Ron, your -current problem- is your snake won't eat. Let's not focus on problems for yourself until the problem with your snake is remedied.
> Instead of feeding it easy to get/affordable/convinient thawed prey such as mice/ rats,
> I will have to provide it regular chicks.
So if your snake won't eat mice/rats you will force feed for the rest of its life?
> I live out in the city, not a country or a farm land where chicks are an easy access.
You don't have package delivery in your city?
> Plus it throws off my entire snake stock, where all 3 of my other snakes feed on
> F/T prey. I would like for it to convert to rats if possible....... mice at the least.
I just finished feeding my two (2) Green Anacondas F/T baby chicks. They've never had F/T chicks until today. My Anacondas went from not eating to becoming eating machines. Eventually the chicks will largely be replaced with larger warm-blooded prey.
> If it wont eat on its own and the force feeding wont be successful than yes i will have
> no choice but to try chicks, fish, you name it.

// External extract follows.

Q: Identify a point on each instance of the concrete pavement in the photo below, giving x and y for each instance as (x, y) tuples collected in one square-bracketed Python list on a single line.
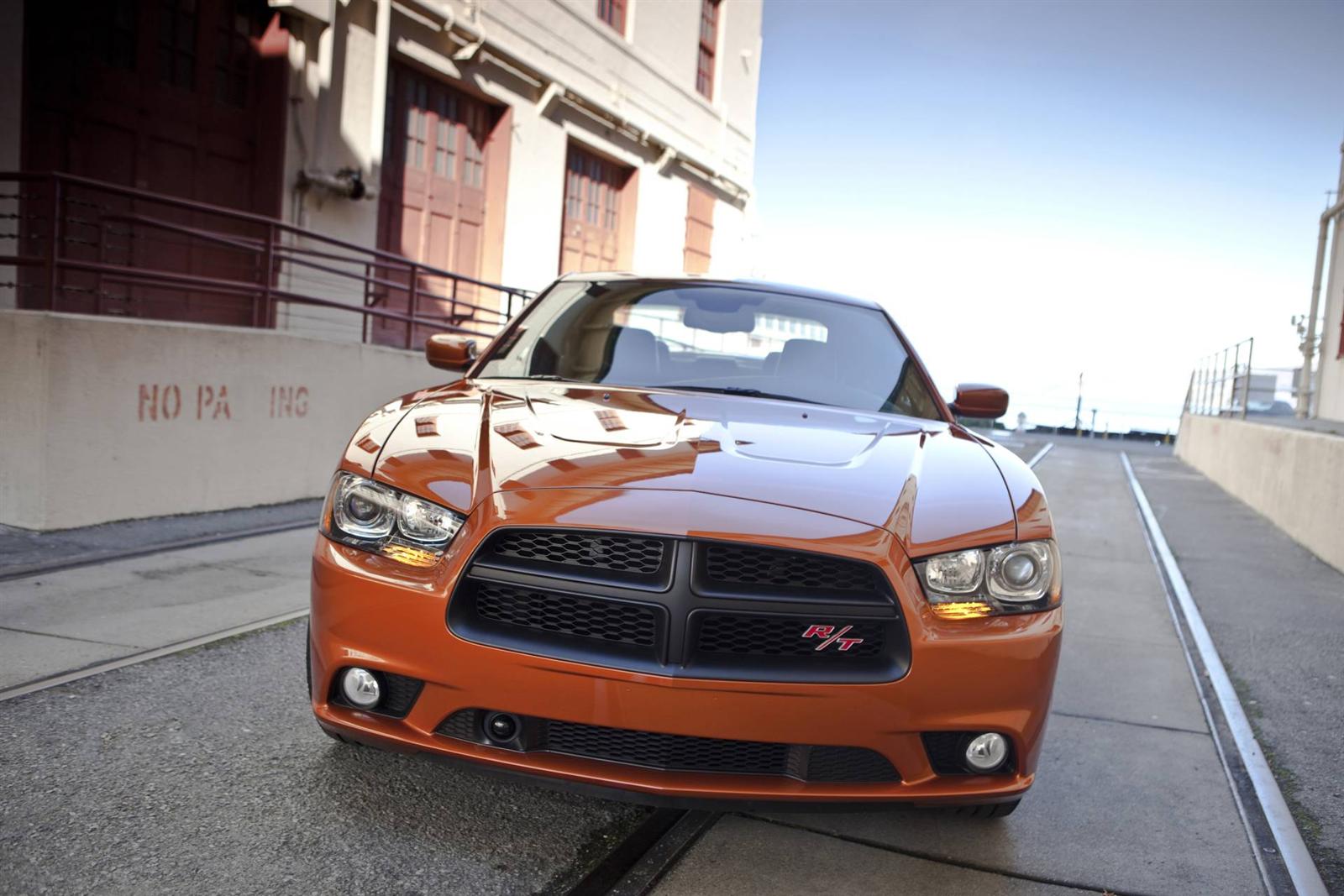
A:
[(60, 621), (1131, 794), (1277, 616), (205, 773), (206, 768)]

No, sir! A responsible snake owner would reasonably exhaust other venues before force feeding a snake. I would think for someone who claims he's -not- "a novice snake/reptile keeper" you would show more intelligence in your husbandry decisions.
As your snake if finishing the chick you could find a safe way to place the head of the F/T rat/mouse at the butt end of the chick so the snake might better acclimate to a different diet.
There's no problems, only solutions.